My personal experience with Pitchfork is complicated, but not for the aforementioned reasons. (I don’t feel like getting into it. For now, you can read this BrooklynVegan news story about my ill-fated review of Talib Kweli’s 2016 album Indie 5000.) Its editors and writers were kind and considerate, the polar opposite of the snobby-ass scenesters I occasionally encounter in pop media.
I am forever grateful to Jill Maples for giving me the opportunity to write a few deeply researched stories. Being edited by Clover Hope was an instructive and revelatory experience. I also want to thank Jayson Greene for originally inviting me to write for Pitchfork. Although my first run went sideways, I wouldn’t have found redemption without the staff’s subsequent generosity.
Over the past two weeks, I’ve struggled to negotiate two distinct ideas circulating in my head. I think it’s important to critique Pitchfork’s unique and perhaps unrivaled place in 21st-century music journalism. But as someone who has benefited from its presence, I may be too close emotionally to its still-unfolding story.
Perhaps all I can offer is my own example. I’m someone who weathered over two decades of wounds, many self-inflicted, leaving my dream of being a full-time writer seemingly out of reach for now. During that time, newspapers have bankrupted, magazines have been bought and liquidated, and websites have seemingly vanished into thin air. Yet life begins and ends on its own timetable, separate from commerce and the predations of free-market capitalists. It’s my saving grace.
New Pickups
Let’s end this session on a less existential note. Here’s a few items I’ve recently bought.

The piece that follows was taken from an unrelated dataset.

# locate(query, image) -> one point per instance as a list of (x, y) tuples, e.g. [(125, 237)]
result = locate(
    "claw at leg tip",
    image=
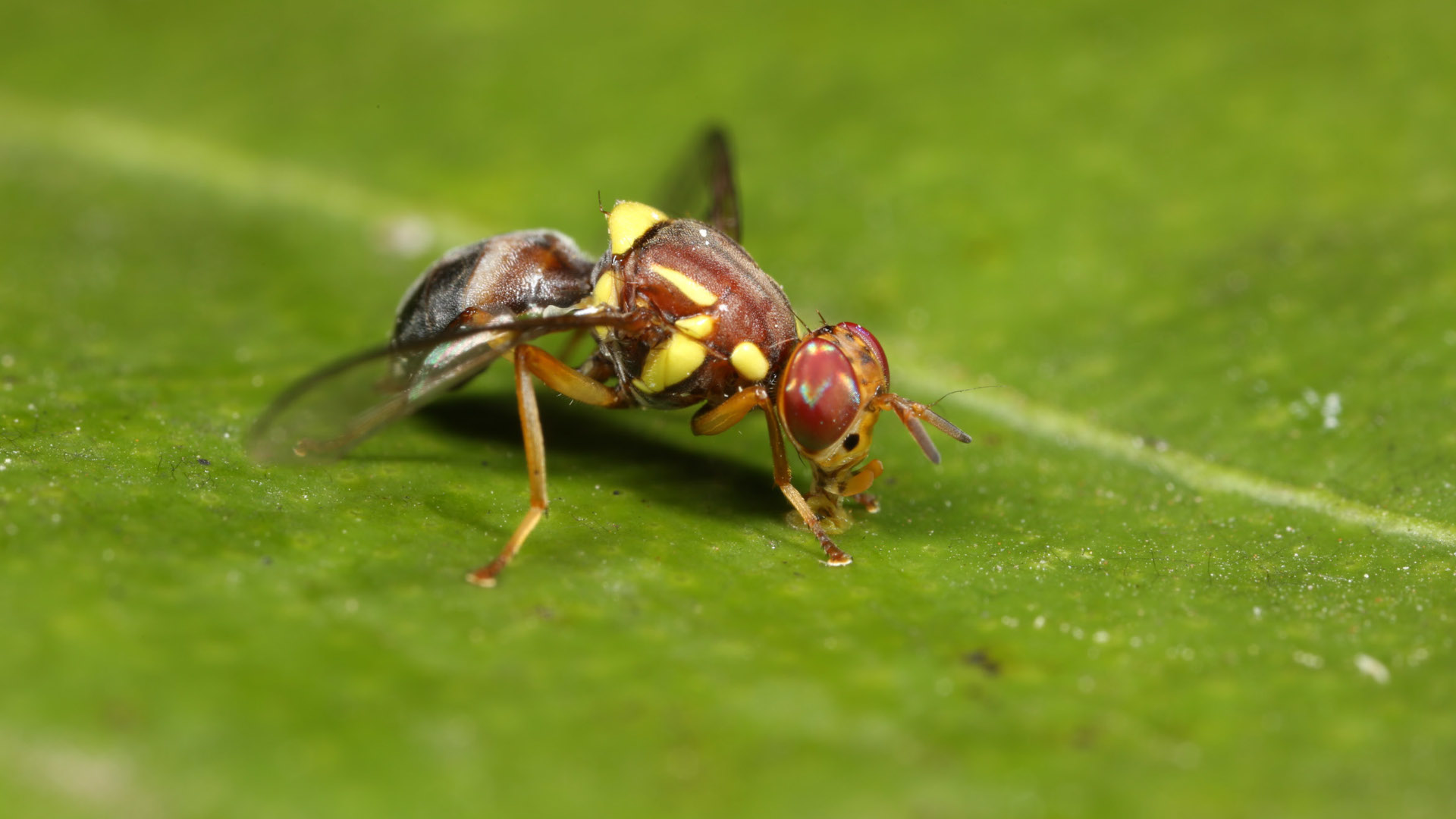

Jazz Journal is a British magazine that profiled gospel musician and rock ‘n’ roll pioneer Sister Rosetta Tharpe in advance of her November-December 1957 tour. Dixieland traditionalists Chris Barber’s Jazz Band opened her dates.
The June 1948 issue of The Record Changer includes a concert review of Billie Holiday’s famous March 27, 1948 comeback concert at Carnegie Hall. (Note the cover date is misprinted as “May 1948.”)
Here’s a Reality Hackers cover featuring Sun Ra. The Winter 1988 issue of the Berkeley-based magazine features a Q&A with Sun Ra conducted by Ira Steingroot prior to his 1987 benefit for Koncepts Cultural Gallery at Kaiser Convention Center in Oakland.
This issue of SOUL magazine features British soul-disco band Heatwave. Inside, singer Johnny Wilder and guitarist Roy Carter are interviewed by Anthony P. Carter.
Finally, a bonus: I bought this issue of Straight No Chaser when it dropped in 2003. Rest in peace to Amp Fiddler.